For several centuries, glasses were the only way to correct vision problems. That is, until contact lenses came into use in the 1950s. Today, there are surgical options that can improve vision and allow for people who typically wear eyeglasses and/or contact lenses to be free of them. Modern options range from laser reshaping of the eye’s surface in procedures such as LASIK and PRK, to surgical insertion of artificial lenses to correct eyesight.
Choosing to have refractive surgery should be a decision that you and your eye specialist can discuss. Here are some of the characteristics that would make you an excellent candidate for refractive surgery.
- Candidates must be in good general health, and should not have certain health problems, including uncontrolled diabetes, autoimmune or collagen vascular disease, take any medication, or have any condition that compromises the immune response.
- Candidates should not have active eye infections or injuries.
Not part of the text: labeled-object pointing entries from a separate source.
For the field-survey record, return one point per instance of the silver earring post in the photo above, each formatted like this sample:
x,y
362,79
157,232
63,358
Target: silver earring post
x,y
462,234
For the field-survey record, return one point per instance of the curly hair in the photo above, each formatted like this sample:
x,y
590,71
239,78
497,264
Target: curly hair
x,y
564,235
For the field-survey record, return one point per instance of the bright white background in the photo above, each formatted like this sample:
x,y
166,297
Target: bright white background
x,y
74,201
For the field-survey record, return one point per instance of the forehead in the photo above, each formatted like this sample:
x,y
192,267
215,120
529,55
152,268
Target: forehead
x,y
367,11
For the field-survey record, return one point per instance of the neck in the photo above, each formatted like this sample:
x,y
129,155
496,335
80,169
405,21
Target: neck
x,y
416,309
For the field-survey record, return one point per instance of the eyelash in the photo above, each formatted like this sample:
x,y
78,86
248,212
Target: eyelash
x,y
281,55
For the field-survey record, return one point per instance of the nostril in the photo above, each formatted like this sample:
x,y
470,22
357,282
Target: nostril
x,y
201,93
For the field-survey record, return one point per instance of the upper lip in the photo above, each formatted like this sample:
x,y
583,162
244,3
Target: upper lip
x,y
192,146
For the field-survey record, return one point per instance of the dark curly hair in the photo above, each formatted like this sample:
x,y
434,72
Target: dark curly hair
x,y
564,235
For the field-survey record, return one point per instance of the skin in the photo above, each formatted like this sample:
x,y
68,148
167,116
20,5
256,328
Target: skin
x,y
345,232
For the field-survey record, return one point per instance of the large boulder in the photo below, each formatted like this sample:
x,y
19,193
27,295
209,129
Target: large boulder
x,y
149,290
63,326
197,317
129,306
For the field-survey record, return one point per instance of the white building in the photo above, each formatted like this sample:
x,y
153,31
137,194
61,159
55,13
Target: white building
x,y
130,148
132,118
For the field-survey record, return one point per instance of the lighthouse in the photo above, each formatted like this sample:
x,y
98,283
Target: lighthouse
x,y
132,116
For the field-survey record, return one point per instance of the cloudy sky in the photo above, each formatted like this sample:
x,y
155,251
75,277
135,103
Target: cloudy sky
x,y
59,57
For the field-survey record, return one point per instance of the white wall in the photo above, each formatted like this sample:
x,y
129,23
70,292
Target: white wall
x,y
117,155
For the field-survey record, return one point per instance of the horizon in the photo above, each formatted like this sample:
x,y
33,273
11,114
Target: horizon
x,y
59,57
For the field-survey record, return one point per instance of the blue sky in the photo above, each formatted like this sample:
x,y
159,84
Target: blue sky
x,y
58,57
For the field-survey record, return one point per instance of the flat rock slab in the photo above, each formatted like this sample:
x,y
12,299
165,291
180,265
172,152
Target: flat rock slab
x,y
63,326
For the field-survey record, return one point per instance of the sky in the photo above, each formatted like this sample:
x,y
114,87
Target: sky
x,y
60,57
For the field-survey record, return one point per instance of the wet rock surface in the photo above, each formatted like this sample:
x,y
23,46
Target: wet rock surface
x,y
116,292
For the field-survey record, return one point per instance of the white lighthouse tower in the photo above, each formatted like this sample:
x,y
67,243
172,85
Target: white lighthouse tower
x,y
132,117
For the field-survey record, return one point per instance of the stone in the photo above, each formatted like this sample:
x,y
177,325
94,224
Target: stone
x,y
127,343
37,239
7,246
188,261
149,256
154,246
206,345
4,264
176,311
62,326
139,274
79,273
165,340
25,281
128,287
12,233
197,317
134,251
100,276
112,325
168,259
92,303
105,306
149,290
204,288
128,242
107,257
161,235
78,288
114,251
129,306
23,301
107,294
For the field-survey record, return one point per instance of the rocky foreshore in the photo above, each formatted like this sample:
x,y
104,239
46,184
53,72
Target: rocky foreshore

In addition, patients should not continuously suffer from dry eyes.
- Candidates should be at least 18 years of age.
- Candidates should have stable vision over at least the past year.
- Patients considering refractive surgery should not be pregnant or nursing.
The decision to have refractive surgery should be weighed with the knowledge of your surgeon and doctor. As with any procedure, there are risks and potential side effects.